If you can reproduce the error from outside docker then I think it is preferable, one less variable to worry about. Here is a Windows build with the extra log messages.

mvhconsult commented 7 years ago

Another way to produce the panic: set the endpoint to: endpoint = "/var/run/docker.sock"

Host is Ubuntu 16.04 Tried this, as I do not get a connection using the proposed endpoint = "unix:///var/run/docker.sock" error: 05:06:20Z E! Error in plugin [inputs.docker]: Cannot connect to the Docker daemon at unix:///var/run/docker.sock.
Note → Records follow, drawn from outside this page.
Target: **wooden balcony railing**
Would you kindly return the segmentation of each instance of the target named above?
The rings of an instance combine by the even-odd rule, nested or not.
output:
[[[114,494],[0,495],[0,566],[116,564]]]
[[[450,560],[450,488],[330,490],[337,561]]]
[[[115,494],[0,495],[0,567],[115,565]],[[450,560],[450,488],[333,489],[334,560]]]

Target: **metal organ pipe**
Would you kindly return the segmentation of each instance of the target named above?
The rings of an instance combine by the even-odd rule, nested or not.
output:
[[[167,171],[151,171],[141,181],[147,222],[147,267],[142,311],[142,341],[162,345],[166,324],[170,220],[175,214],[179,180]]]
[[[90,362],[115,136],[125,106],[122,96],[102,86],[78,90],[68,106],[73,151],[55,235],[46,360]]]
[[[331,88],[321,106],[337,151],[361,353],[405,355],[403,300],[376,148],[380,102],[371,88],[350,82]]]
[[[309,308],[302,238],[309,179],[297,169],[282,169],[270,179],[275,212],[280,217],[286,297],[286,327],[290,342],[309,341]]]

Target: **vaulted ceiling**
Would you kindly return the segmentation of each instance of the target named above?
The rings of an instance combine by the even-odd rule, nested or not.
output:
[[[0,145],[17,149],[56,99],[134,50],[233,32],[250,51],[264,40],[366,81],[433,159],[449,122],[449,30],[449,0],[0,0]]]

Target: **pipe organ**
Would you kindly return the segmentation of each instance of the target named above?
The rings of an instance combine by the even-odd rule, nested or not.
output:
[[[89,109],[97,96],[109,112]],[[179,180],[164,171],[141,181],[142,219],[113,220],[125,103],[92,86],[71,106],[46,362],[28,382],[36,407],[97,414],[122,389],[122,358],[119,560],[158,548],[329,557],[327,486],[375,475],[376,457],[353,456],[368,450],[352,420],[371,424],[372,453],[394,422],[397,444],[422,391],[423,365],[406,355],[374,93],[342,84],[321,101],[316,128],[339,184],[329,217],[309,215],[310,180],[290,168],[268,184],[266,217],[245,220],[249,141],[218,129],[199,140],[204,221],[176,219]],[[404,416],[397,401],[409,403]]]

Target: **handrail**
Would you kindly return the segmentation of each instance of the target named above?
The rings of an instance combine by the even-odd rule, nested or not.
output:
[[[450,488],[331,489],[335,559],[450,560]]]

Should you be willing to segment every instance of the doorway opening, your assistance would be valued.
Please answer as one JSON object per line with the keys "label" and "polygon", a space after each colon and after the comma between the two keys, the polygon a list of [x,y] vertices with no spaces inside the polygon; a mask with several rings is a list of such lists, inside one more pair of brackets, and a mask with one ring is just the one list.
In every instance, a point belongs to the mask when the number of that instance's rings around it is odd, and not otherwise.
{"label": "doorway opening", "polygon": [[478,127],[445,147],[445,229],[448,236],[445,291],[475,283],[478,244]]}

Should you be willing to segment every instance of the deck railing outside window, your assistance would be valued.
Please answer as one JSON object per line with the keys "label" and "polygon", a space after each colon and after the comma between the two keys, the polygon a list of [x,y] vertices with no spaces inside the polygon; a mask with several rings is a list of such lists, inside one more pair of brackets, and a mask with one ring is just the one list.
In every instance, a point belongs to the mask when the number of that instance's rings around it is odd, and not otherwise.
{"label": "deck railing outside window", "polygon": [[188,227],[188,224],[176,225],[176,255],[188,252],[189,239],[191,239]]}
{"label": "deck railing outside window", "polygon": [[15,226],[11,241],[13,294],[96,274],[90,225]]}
Is the docker daemon running?

danielnelson commented 7 years ago

@mvhconsult Can you provide the stacktrace of the panic?

adityacs commented 6 years ago

@mamudragon Just for clearing my doubt, did you bind your localhost with --bind 127.0.0.1 when starting influxdb and telegraf container?

sspaink commented 2 years ago

Closing this as there hasn't been any activity in a long time and the stack trace provided doesn't match the current state of the plugin, if anyone is still having this problem please post a new stack trace using the latest version of Telegraf. Thank you!